The last ingredient is a simple function to randomly select a single sample from our usable vehicle assets dataset:

[ ]:

def choose_vehicle_sample():
    return usable_vehicles_dataset.take(1).first()

Finally, we are ready to generate road scenes! The following function generates a FiftyOne point cloud sample for a road scene with num_vehicles vehicles, and stores the point cloud for the scene in scene_filepath:

[ ]:

def generate_scene_sample(num_vehicles, scene_filepath):
    ZERO_ROT = [0., 0., 0.]

    sample = choose_vehicle_sample()
    scene_vehicles = [generate_scene_vehicle(sample)]

    k = 1
    while k < num_vehicles:
        sample = choose_vehicle_sample()
        candidate_vehicle = generate_scene_vehicle(sample)
        if check_compatibility(
            candidate_vehicle,
            scene_vehicles
        ):
            scene_vehicles.append(candidate_vehicle)
            k += 1

    detections = []
    scene_pcd = o3d.io.read_point_cloud("road.pcd")
    for vehicle in scene_vehicles:
        vehicle_pcd, vehicle_type = vehicle
        scene_pcd = scene_pcd + vehicle_pcd
        obb = vehicle_pcd.get_oriented_bounding_box()
        dim, loc = obb.extent, obb.center
        dim = [dim[2], dim[0], dim[1]]
        detection = fo.Detection(
            label = vehicle_type,
            location = list(loc),
            dimensions = list(dim),
            rotation = list(ZERO_ROT)
        )
        detections.append(detection)

    o3d.io.write_point_cloud(scene_filepath, scene_pcd)
    sample = fo.Sample(
        filepath = scene_filepath,
        ground_truth = fo.Detections(detections=detections)
    )

    return sample

This generate_scene_sample() function not only generates a complete point cloud scene - it also generates labeled $3D$ object detection bounding boxes for each vehicle using Open3D’s get_oriented_bounding_box() method.

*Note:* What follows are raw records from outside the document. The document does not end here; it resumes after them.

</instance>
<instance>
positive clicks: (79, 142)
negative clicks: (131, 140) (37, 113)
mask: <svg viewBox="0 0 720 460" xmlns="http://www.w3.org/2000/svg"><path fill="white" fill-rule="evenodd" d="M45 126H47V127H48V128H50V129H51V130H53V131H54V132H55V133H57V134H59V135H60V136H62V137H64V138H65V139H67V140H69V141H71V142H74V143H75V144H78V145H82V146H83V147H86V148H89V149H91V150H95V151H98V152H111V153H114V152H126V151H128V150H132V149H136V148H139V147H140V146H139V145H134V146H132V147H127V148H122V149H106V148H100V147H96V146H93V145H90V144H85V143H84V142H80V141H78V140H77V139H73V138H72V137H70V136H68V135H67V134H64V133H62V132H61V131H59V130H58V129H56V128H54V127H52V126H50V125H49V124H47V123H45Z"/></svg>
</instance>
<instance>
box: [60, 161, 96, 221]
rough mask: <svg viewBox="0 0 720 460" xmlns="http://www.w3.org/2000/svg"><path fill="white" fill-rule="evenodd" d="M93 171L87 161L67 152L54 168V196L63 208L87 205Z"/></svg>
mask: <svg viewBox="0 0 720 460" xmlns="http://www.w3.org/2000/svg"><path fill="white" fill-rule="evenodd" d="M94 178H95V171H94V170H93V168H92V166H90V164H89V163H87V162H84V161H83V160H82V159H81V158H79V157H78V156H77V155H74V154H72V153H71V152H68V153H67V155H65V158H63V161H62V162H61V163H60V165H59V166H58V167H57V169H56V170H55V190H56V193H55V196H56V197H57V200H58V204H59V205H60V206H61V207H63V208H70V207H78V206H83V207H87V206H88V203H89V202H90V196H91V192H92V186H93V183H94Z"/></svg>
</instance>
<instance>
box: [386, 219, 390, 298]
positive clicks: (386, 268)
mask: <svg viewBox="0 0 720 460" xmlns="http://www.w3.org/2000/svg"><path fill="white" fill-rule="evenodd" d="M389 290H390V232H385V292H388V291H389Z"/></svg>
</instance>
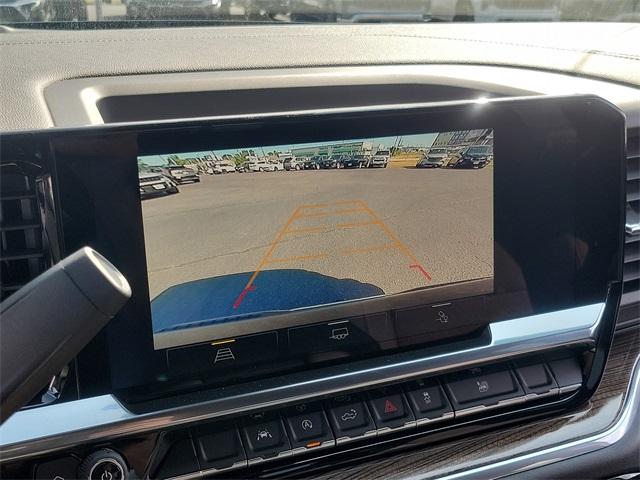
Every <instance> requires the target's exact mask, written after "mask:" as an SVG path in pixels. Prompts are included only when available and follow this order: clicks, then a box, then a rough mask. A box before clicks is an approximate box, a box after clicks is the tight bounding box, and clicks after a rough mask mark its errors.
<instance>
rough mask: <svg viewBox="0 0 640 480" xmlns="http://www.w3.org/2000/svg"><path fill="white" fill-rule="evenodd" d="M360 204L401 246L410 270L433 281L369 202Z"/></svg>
mask: <svg viewBox="0 0 640 480" xmlns="http://www.w3.org/2000/svg"><path fill="white" fill-rule="evenodd" d="M358 203H359V204H360V205H361V206H362V208H363V209H364V210H365V211H366V212H367V213H368V214H369V215H370V216H371V218H373V219H374V221H375V222H376V223H377V224H378V225H380V228H382V230H383V231H384V232H385V233H386V234H387V235H388V236H389V238H391V240H393V241H394V242H395V243H397V244H398V245H399V248H400V250H401V251H402V252H403V253H404V254H405V255H406V256H407V257H408V258H409V260H411V262H412V263H411V265H409V268H417V269H418V270H420V272H421V273H422V274H423V275H424V277H426V278H427V280H431V275H430V274H429V272H428V271H427V270H426V269H425V268H424V267H423V266H422V264H421V263H420V261H419V260H418V259H417V258H416V256H415V255H414V254H413V253H412V252H411V250H410V249H409V247H407V245H406V244H405V243H404V242H403V241H402V240H400V239H399V238H398V236H397V235H396V234H395V233H394V232H393V230H391V228H389V226H388V225H387V224H386V223H384V222H383V221H382V219H381V218H380V217H378V215H377V214H376V213H375V212H374V211H373V210H372V209H371V208H370V207H369V205H368V204H367V202H364V201H362V200H360V201H358Z"/></svg>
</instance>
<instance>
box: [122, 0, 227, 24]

You can then use these as ground truth labels to train your own $3D$ road scenes object detection model.

All that is left to do is populate a new FiftyOne dataset with these generated road scenes.

To generate this dataset, we will randomly select a number of vehicles for each scene, from within a set range:

[ ]:

MIN_SCENE_VEHICLES = 1
MAX_SCENE_VEHICLES = 7

def choose_num_scene_vehicles():
    return random.randint(
        MIN_SCENE_VEHICLES,
        MAX_SCENE_VEHICLES
    )

And we will randomly generate filepaths for the scenes:

[ ]:

def generate_scene_filepath():
    rand_str = str(uuid.uuid1()).split('-')[0]
    return "pointe_road_scenes/" + rand_str + ".pcd"

Putting it all together:

[ ]:

def generate_road_scenes_dataset(num_scenes):
    samples = []
    for i in range(num_scenes):
        num_scene_vehicles = choose_num_scene_vehicles()
        scene_filepath = generate_scene_filepath()

        sample = generate_scene_sample(
            num_scene_vehicles,
            scene_filepath
        )
        samples.append(sample)

    dataset = fo.Dataset(name = "point-e-road-scenes")
    dataset.add_samples(samples)
    dataset.persistent = True
    return dataset

[ ]:

num_scenes = 100
road_scene_dataset = generate_road_scenes_dataset(num_scenes)

If you’d like, you can also generate bird’s eye view projection images for these scenes, so you can preview scenes in the sample grid:

[ ]:

size = (-1, 608)

fou3d.compute_orthographic_projection_images(
    road_scene_dataset,
    size,
    "/road_scene_bev_images",
    shading_mode="rgb",
)

[ ]:

session = fo.launch_app(road_scene_dataset)

pointe-road-scene

Conclusion¶

FiftyOne is a valuable tool that can help you to build high quality computer vision datasets. This is true whether you are working with images, videos, point clouds, or geo data. And this is true whether you are adapting existing datasets, or constructing your own datasets from scratch!